Training and workforce development: Integrating AI into pathology workflows necessitates a strategic approach that includes specialized training for histopathologists and laboratory personnel. Practitioners must become proficient in using AI-assisted tools, interpreting AI-generated insights, and understanding the limitations of these systems. Institutions must invest in educational programs and workshops to ensure a smooth transition into AI-enhanced diagnostics. Without this investment, the gap between AI's potential and its practical clinical benefit will persist.

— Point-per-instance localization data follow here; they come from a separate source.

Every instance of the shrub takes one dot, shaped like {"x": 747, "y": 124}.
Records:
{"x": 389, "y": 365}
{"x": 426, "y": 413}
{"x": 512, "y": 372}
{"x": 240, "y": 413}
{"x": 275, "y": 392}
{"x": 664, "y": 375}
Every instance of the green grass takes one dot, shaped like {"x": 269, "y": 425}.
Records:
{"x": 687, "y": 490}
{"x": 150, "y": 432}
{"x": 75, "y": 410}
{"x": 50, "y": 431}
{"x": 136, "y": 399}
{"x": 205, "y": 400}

Cost and infrastructure: While AI has the potential to improve efficiency and accuracy, the initial investment in infrastructure, software licensing, and continuous updates can be substantial. Pathology laboratories will need to conduct cost-benefit analyses to determine the financial viability of AI integration and explore funding or reimbursement models to support implementation. AI tools must also be compatible with various digital pathology platforms, whole slide imaging systems, and laboratory information management systems to facilitate seamless data exchange.
Regulatory compliance and the human-AI partnership: AI-driven diagnostic tools must meet strict guidelines set by regulatory bodies such as the FDA and CE marking authorities to ensure patient safety, reliability, and ethical use. The future of breast cancer pathology lies in a synergistic relationship between AI and pathologists, where algorithms operate as an adjunct to the pathologist rather than as a final decision maker. Human-in-the-loop systems offer an augmented diagnostic assistant or second reader. Pathologists, with their clinical expertise and nuanced understanding of patient care, remain essential for guiding AI model development, interpreting insights, and ensuring ethical application in clinical practice.